Alep, la capitale de l'Etat islamique

Jusque-là tout va bien. Le problème, c’est qu’en dénonçant «le surprenant manque de connaissance en politique étrangère» du candidat américain, le New York Times a décrit Alep comme… la «capitale de facto de l’Etat islamique.»

Une information tout aussi erronée donc, puisque la «capitale» de l’organisation terroriste se trouve dans une autre ville syrienne, Raqqa. La ville d’Alep, elle, est devenue l’épicentre du conflit, partagée entre les forces gouvernementales et les rebelles.
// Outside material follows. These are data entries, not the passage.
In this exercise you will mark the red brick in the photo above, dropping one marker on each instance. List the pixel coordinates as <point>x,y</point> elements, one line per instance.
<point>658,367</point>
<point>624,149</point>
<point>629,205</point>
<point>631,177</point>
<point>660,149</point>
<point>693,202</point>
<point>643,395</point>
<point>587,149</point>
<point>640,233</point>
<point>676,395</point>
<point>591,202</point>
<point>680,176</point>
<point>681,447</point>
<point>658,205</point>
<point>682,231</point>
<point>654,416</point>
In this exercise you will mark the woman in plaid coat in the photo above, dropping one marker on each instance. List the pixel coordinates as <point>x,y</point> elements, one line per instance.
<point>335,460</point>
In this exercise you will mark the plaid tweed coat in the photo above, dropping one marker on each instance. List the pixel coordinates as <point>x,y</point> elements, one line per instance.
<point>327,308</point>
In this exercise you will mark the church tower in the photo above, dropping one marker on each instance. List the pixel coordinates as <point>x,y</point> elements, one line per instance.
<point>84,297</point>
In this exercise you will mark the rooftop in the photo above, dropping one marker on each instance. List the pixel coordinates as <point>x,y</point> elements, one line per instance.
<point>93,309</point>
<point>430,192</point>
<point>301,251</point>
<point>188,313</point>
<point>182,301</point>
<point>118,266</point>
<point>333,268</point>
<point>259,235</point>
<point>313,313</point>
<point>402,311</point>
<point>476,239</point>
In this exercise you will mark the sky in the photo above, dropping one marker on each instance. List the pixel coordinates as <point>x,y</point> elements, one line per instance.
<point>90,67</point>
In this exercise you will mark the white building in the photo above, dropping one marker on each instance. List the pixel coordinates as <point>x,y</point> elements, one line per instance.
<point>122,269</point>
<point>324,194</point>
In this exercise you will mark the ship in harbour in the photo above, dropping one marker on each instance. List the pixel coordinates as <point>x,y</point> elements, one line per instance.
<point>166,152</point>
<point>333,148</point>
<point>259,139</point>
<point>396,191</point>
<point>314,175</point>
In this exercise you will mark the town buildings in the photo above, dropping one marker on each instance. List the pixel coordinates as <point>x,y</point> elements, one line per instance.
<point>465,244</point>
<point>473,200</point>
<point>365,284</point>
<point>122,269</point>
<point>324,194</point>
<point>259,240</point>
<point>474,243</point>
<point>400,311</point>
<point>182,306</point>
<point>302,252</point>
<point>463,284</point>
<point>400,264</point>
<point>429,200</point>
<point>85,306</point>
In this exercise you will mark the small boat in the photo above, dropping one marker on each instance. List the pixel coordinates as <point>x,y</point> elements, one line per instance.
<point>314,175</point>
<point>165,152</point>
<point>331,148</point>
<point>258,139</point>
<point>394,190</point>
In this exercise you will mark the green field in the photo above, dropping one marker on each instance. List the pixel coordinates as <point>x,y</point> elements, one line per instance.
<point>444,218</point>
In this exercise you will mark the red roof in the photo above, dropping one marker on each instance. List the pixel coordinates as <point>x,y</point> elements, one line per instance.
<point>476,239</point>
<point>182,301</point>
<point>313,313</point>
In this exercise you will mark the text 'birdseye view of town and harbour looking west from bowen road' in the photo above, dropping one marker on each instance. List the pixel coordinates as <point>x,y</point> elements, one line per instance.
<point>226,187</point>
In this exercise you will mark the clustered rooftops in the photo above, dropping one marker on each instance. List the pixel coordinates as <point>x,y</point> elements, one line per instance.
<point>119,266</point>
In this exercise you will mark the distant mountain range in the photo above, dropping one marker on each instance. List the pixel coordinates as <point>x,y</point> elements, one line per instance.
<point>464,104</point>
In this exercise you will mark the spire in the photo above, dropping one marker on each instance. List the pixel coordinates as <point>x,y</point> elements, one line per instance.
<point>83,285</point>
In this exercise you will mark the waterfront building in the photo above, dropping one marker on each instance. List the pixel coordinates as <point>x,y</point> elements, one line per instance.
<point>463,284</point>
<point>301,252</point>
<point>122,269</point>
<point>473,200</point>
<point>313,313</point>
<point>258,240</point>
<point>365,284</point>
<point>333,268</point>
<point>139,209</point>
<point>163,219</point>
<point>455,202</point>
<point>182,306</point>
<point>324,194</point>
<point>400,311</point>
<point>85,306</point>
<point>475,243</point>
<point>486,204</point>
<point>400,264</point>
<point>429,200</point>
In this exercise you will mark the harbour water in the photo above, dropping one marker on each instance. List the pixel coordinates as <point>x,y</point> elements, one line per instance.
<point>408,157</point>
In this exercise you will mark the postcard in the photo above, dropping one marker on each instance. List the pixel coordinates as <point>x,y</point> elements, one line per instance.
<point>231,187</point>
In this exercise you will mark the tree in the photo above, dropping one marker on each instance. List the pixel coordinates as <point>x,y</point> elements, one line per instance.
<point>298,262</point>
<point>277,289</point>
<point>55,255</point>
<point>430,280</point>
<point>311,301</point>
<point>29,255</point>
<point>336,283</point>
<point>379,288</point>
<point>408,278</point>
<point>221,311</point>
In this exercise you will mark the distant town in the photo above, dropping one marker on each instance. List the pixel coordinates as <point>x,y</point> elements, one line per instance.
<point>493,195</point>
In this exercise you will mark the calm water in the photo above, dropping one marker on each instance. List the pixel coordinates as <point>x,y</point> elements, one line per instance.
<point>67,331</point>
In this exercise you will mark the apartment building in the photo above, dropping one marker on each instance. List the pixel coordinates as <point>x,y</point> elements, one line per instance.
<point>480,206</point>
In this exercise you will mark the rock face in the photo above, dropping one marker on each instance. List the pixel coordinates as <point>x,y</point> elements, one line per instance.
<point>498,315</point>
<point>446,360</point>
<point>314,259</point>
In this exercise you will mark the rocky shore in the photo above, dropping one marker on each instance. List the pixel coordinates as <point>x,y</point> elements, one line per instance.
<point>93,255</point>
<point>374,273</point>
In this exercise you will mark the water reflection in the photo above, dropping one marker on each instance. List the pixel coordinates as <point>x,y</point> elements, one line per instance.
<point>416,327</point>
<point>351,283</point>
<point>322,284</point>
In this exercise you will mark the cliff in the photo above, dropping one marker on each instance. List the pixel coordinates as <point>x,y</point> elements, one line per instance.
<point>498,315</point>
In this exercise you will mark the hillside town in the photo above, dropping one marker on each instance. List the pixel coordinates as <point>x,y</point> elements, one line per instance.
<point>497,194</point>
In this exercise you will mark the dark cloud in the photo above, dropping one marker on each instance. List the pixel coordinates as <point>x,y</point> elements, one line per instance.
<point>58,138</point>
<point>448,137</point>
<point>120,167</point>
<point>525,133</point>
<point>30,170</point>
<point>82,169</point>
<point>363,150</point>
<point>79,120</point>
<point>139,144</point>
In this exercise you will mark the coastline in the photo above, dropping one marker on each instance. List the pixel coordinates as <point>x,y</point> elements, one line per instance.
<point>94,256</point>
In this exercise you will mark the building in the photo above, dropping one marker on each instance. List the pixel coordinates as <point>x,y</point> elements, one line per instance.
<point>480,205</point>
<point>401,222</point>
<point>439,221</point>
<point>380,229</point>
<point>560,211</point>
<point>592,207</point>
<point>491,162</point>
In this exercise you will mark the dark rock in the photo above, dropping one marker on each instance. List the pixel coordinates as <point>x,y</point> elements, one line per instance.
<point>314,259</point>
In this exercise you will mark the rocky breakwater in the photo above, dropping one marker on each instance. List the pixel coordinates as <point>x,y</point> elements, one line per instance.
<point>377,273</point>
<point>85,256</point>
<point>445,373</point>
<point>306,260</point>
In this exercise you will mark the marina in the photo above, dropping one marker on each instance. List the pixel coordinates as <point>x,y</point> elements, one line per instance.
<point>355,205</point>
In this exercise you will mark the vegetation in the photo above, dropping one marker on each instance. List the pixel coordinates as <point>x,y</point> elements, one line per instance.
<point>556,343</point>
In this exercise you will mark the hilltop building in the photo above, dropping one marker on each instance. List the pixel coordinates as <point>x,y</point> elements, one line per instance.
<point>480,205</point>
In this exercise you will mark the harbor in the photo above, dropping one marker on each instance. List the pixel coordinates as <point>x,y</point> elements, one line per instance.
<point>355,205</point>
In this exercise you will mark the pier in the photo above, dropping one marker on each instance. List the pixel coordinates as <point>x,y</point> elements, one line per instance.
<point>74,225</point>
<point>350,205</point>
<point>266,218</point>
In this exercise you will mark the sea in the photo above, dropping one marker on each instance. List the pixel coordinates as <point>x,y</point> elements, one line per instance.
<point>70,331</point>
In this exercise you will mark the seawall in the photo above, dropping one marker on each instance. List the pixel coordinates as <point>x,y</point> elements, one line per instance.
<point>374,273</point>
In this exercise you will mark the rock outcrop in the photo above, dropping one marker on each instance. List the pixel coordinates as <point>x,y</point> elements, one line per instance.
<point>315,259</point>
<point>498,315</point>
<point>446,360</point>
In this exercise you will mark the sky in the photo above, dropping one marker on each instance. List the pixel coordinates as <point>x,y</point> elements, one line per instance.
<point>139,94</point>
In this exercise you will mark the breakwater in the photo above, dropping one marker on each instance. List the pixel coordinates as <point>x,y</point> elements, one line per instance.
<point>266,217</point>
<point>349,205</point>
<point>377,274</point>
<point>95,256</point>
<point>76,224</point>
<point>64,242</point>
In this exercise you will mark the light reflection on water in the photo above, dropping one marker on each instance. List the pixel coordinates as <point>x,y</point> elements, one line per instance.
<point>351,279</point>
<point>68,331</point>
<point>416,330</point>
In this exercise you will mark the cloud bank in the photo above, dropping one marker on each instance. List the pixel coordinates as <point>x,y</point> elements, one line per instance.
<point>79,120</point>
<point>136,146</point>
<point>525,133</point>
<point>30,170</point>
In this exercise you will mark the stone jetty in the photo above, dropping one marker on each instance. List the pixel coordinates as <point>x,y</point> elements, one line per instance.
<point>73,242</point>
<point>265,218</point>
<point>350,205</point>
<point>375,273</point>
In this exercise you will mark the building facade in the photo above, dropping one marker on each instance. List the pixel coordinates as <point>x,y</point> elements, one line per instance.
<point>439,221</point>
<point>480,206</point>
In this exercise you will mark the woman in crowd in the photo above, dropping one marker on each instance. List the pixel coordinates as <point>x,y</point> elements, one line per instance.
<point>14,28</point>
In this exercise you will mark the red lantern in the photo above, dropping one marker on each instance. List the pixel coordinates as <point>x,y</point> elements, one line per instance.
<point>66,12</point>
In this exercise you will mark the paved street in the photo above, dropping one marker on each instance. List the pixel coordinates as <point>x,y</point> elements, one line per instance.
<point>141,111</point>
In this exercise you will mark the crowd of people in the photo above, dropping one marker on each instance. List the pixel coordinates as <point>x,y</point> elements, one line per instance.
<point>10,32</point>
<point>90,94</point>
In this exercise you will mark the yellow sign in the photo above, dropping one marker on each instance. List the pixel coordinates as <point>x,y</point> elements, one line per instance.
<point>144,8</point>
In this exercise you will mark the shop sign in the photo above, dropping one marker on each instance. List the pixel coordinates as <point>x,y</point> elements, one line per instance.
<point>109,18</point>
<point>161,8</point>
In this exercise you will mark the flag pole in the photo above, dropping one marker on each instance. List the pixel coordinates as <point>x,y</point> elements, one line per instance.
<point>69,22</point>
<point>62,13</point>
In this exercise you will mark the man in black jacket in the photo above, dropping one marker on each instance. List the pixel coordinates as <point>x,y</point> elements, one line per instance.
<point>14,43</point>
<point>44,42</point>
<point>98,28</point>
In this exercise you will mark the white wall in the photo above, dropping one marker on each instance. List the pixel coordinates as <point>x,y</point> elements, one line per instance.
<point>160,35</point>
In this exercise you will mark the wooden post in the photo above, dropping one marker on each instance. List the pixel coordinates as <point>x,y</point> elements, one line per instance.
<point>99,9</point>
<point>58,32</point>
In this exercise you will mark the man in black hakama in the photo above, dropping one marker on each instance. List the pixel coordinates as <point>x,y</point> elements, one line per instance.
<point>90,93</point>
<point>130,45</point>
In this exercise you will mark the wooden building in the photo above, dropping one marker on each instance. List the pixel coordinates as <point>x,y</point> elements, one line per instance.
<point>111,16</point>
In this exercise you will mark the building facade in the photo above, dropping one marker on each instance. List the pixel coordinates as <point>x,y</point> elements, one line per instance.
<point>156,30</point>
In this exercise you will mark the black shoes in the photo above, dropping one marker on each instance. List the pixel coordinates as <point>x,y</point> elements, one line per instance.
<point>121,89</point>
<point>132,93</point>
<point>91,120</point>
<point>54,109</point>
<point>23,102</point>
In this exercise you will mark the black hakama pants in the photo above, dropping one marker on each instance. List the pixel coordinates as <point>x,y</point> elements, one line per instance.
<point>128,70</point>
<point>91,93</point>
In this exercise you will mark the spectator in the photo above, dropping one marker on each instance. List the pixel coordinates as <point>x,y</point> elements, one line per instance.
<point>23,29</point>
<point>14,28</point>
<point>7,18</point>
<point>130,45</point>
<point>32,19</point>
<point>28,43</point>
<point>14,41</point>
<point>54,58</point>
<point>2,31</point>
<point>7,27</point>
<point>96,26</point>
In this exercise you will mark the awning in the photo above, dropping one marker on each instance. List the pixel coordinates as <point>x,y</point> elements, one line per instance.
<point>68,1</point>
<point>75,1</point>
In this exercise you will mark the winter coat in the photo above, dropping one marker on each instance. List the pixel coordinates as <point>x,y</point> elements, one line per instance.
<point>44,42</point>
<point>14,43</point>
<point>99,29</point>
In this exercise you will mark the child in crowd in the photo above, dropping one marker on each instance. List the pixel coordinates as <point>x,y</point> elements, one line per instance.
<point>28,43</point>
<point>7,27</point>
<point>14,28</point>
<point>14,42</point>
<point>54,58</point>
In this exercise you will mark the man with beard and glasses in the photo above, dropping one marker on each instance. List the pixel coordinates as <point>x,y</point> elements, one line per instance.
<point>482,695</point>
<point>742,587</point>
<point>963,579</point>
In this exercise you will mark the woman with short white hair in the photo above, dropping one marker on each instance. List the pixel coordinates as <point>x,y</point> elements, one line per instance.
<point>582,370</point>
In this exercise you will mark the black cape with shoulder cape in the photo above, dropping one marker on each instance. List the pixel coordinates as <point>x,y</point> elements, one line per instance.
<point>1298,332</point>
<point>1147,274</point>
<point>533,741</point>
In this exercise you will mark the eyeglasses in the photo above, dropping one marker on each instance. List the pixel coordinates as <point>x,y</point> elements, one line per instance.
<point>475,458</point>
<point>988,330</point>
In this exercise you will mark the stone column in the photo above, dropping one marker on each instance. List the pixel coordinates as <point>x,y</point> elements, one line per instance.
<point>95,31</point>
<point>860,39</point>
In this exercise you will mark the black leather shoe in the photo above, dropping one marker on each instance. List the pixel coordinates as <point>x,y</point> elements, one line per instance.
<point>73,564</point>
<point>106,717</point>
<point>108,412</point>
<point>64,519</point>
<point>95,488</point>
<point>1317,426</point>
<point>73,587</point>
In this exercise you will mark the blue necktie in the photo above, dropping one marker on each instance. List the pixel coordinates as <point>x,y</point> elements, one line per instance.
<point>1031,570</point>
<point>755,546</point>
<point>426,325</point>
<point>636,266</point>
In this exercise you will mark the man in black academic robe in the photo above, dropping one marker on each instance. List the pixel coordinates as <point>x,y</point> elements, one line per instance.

Se rendant compte qu’il y avait un problème, le journaliste Alan Rappeport a voulu se racheter en modifiant le passage douteux. Sauf que là encore, pas de chance, il a décrit Alep comme... le «bastion de l’Etat islamique.» Raté.

La troisième est la bonne

Il lui a donc fallu une troisième correction pour choisir une formule plus à même de décrire Alep : «une ville syrienne déchirée par la guerre.»

Bon joueur, le journaliste a voulu expliquer, dans une note en bas d’article, son erreur. Mais décidément maladroit, il a alors commis une énième erreur en qualifiant Alep de «capitale de la Syrie.»

C’est donc dans une ultime note que l’incident a finalement été clos : «Une version précédente de la correction ci-dessus a mal identifié la capitale syrienne comme Alep. C’est Damas.»

Tel est pris qui croyait prendre.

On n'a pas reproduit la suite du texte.